Spaceflight Inc.’s Sherpa-LTC2 tug. launched on September 4 as the payload on a Falcon 9 launch of 51 Starlink satellites from the Cape Canaveral Space Station in Florida. The rocket placed the payloads into an initial orbit of about 310 kilometers.
Spaceflight planned to use a chemical propulsion system on Sherpa, provided by Benchmark Space Systems, to raise the vehicle’s orbit to an altitude of 1,000 kilometers. The Sherpa payload, initially undisclosed by Spaceflight, is a V-band communications demonstrator from Boeing called the Varuna.
However, tracking information from the US Space Force indicates that Sherpa has not yet reached orbit. Atmospheric drag caused this orbit to gradually decay, and the spacecraft was recently tracked in a 283 by 296 kilometer orbit. This raised concerns that the spacecraft could come back in a few weeks if it does not start firing its thrusters.
Spaceflight spokeswoman Jodi Sorenson told SpaceNews on Oct. 4 that the company continues to go through the post-launch award process for the Sherpa tug. “As always with experimental first-flight systems, the commissioning process is fluid,” he said, with orbit-raising maneuvers beginning as soon as commissioning is complete. He did not give an estimate of when the spacecraft’s commissioning would be completed.
The Sherpa-LTC2 is the first of Spaceflight’s Sherpa series of tugs to launch with this high-performance chemical propulsion system. The original Sherpa-LTC tug was scheduled to launch on a SpaceX Transporter sharing mission in January, but was pulled due to leaks in that propulsion system. This was one of a series of events that led SpaceX to announce in March that it would not fly Spaceflight payloads on rideshare missions after those that had already taken place.
Curt Blake, Spaceflight’s chief executive, said in August that the company had “gone through all kinds of checks to get things right” before launching Sherpa-LTC2.

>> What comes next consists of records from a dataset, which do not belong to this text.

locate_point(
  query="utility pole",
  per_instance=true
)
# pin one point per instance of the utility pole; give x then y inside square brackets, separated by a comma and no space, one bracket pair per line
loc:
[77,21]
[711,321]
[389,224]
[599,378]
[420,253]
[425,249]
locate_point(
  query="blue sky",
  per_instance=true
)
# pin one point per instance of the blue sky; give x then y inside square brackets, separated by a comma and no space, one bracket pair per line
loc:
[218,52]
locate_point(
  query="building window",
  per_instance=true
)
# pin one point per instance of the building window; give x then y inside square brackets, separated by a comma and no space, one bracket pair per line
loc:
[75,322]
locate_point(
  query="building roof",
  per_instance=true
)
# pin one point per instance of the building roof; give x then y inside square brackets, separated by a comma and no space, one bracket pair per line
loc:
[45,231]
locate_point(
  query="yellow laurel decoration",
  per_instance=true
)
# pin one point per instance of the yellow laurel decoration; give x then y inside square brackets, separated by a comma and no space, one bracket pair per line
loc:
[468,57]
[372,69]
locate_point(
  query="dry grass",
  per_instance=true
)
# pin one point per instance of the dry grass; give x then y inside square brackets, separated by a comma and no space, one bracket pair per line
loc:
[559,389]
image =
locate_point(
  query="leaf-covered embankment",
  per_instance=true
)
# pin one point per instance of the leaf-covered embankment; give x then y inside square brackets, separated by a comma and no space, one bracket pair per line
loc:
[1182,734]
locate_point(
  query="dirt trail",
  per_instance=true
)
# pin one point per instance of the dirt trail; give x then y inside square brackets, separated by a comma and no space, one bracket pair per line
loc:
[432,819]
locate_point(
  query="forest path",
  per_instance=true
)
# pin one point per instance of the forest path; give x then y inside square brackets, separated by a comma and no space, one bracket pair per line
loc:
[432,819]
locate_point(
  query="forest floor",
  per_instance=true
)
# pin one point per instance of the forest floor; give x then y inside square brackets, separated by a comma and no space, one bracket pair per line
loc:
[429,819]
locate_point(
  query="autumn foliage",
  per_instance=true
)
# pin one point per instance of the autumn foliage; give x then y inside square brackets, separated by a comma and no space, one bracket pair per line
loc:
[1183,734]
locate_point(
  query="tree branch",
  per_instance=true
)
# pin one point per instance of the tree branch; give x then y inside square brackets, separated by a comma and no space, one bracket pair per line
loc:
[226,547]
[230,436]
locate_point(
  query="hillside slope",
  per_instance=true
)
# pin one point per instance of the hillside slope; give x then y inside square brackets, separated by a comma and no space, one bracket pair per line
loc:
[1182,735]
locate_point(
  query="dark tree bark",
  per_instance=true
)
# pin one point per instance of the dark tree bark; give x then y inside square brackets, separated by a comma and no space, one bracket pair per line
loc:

The Sherpa-LTC is part of a line of Sherpa vehicles that includes versions without propulsion systems, with attitude control thrusters and with electric propulsion. Another Sherpa vehicle, the Sherpa-ES, will carry a chemical propulsion system with high delta-V, or change in velocity, performance for a mission that will carry cargo on a “lunar slingshot” mission around the Moon in geostationary orbit in 2023.